Last month, pediatric specialists from across town visited Children’s Hospital Boston for demos of a technology designed to motivate children with cerebral palsy (CP) to do their occupational therapy. Created by a multidisciplinary team from Spaulding Rehabilitation Hospital (SRH) and the Harvard School of Engineering and Applied Sciences (SEAS), the system uses a three-foot wide tabletop touchscreen donated by Microsoft Surface–imagine a giant iPad.
Developer Pa0lo Bonato, PhD, director of the Motion Analysis Laboratory at SRH, who partnered with Chia Shen, director of the SDR (Scientists’ Discovery Room) lab at SEAS, wanted a system that would be fun for children to use, but also deliver legitimate therapeutic value. Pediatric occupational therapists provided feedback on the system during its design and arranged for patients at Children’s Cerebral Palsy Clinic to test it with the help of Occupational Therapist Michelle Coldwell, OTR/L.

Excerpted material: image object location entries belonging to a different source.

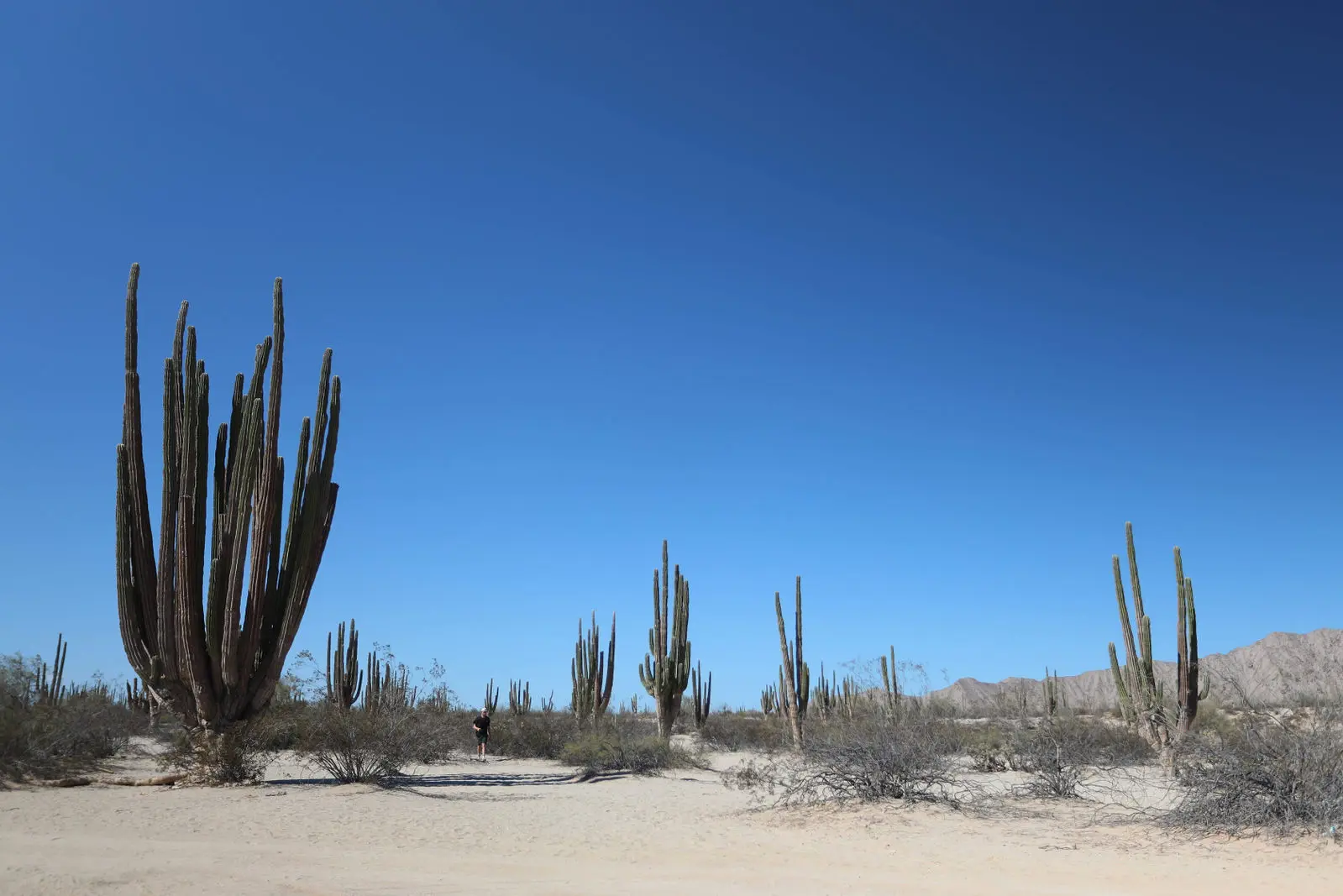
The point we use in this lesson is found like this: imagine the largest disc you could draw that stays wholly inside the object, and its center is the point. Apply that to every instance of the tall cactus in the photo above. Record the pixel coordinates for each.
(592, 673)
(703, 692)
(344, 678)
(794, 674)
(889, 681)
(215, 653)
(666, 668)
(1053, 694)
(391, 689)
(50, 687)
(1141, 698)
(519, 698)
(1188, 689)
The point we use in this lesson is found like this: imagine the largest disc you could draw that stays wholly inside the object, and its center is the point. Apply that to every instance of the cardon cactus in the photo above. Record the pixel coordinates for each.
(666, 668)
(1141, 698)
(214, 652)
(703, 692)
(592, 673)
(519, 698)
(794, 674)
(344, 678)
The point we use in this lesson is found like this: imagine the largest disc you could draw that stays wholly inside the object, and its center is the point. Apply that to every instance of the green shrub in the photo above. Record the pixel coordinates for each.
(739, 731)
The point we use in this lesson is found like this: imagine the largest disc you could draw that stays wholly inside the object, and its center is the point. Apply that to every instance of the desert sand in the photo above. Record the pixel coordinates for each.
(511, 826)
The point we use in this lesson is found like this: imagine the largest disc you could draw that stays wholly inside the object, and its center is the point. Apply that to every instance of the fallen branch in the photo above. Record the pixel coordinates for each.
(121, 781)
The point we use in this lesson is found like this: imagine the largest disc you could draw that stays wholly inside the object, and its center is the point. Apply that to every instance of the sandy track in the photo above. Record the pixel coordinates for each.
(527, 828)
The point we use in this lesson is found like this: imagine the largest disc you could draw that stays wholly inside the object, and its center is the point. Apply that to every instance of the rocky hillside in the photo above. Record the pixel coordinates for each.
(1273, 672)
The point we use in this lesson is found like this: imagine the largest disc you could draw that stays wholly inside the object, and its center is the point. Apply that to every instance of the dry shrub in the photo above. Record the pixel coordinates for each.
(1272, 774)
(238, 755)
(910, 759)
(365, 746)
(737, 731)
(1065, 752)
(986, 746)
(609, 750)
(533, 735)
(74, 735)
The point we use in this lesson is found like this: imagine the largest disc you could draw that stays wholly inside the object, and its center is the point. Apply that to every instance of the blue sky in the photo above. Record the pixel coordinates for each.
(917, 301)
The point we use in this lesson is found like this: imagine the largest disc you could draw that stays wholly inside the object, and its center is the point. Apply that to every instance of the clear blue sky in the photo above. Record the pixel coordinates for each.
(919, 301)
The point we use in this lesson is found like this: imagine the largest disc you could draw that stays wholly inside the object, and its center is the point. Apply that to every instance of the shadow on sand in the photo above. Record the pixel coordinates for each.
(465, 779)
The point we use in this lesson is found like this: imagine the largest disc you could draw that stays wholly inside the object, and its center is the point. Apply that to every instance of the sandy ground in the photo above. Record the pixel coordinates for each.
(528, 828)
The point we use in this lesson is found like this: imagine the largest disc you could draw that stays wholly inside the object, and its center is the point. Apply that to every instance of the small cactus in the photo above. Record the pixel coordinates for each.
(592, 673)
(519, 698)
(1141, 698)
(889, 681)
(50, 688)
(703, 692)
(665, 673)
(344, 678)
(794, 674)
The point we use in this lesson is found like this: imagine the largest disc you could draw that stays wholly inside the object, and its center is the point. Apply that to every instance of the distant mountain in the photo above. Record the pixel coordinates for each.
(1272, 672)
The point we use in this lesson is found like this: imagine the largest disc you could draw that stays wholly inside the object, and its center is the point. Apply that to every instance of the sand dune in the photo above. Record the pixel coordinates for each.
(527, 828)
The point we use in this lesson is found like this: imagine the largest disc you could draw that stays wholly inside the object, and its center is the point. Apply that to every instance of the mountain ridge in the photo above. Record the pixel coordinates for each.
(1277, 669)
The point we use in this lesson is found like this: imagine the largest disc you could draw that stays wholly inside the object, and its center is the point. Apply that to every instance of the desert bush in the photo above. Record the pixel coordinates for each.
(607, 752)
(533, 735)
(986, 747)
(908, 759)
(45, 741)
(1064, 752)
(1271, 774)
(737, 731)
(365, 746)
(235, 757)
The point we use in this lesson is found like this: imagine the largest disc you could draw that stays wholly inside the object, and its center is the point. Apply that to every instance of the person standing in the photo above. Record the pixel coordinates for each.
(482, 732)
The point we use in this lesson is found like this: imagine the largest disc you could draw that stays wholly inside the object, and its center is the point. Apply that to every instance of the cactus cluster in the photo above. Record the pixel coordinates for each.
(344, 678)
(770, 705)
(51, 689)
(665, 673)
(1141, 698)
(519, 698)
(794, 674)
(889, 681)
(391, 689)
(208, 624)
(1055, 698)
(592, 673)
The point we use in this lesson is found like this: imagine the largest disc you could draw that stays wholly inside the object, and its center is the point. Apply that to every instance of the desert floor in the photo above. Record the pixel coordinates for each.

Patient Katie Watson, who travels 540 miles roundtrip for her Children’s visits, is already uncomfortable, anxious and in no mood for the frustrating and sometimes painful stretching and dexterity exercises involved in her therapy. But the demo quickly showed that for kids with CP, stretching doesn’t seem like such a chore if you’re reaching for the keys of a virtual piano, or fingerpainting broad swaths of purple and green across an enormous electronic canvas. Trying to coordinate both hands on a task was a little less frustrating when that task was capturing animated butterflies or feeding bones to a cartoon dog.

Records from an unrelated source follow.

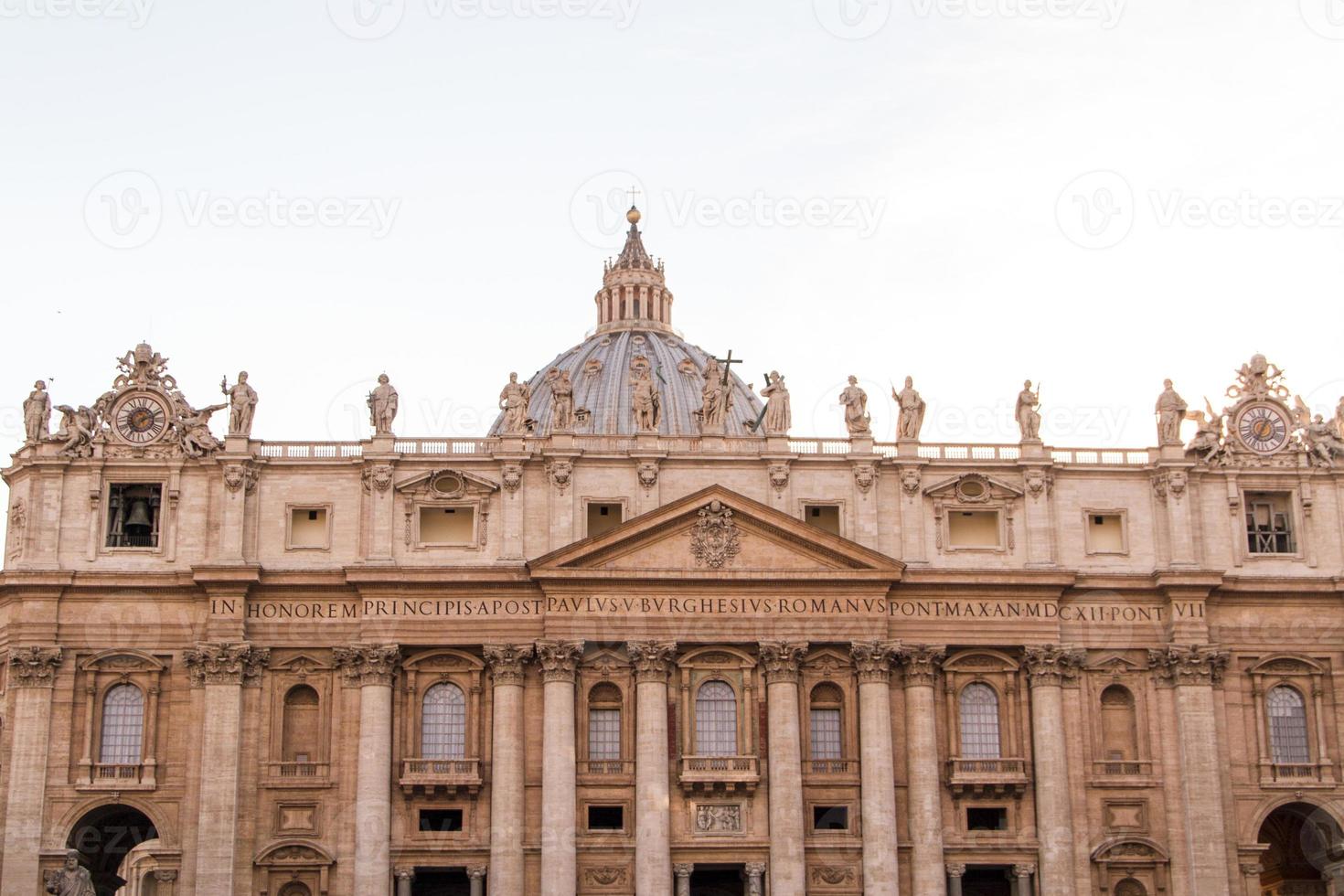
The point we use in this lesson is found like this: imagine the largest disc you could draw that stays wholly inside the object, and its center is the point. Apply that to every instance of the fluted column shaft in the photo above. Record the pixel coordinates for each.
(560, 792)
(921, 664)
(371, 667)
(652, 832)
(878, 795)
(506, 663)
(1047, 669)
(788, 870)
(31, 675)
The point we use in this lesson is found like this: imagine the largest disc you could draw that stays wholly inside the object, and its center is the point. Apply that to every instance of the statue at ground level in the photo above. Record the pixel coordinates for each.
(514, 400)
(382, 406)
(857, 417)
(242, 403)
(1029, 412)
(778, 415)
(1171, 411)
(912, 410)
(70, 879)
(37, 414)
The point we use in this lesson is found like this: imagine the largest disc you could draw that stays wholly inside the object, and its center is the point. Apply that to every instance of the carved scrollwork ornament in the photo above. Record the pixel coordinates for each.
(368, 664)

The table is programmed with custom-developed games and activities that encourage the principal elements of cerebral palsy therapy. CP covers a variety of neurologic disorders with varying symptoms and mobility difficulties–Katie has spina bifida–so adaptability of the touchscreen technology is key. Games can be designed around specific goals, such as stretching, movement, range-of-motion, use of both or arms together or increased visual skills. Even the size of the screen plays a role–it is just wide enough to keep Katie’s attention by blocking out other sensory input.
Alan Dunne, a PhD student in Bonato’s lab visiting from the National University of Ireland in Galway, brought an expertise in sensing technology to the project. For the best therapeutic results, it’s important that children using the touchscreen move properly–reaching and stretching, not leaning. So Dunne developed a lightweight sensor vest for kids to wear while using the table. If a child “cheats” while assembling a puzzle of a tiger, leaning forward to touch the pieces on the screen instead of reaching for them, the pieces scatter to the corners of the screen until he sits back.
The project is still in development, but if Bonato and Shen are able to obtain funding, they’ll build a system where hospitals and clinics can maintain personal progress records for each patient who uses the tabletop system. Visit to visit, patients and their families would be able to track their progress and plan therapy goals, giving kids something positive to look forward to at therapy time.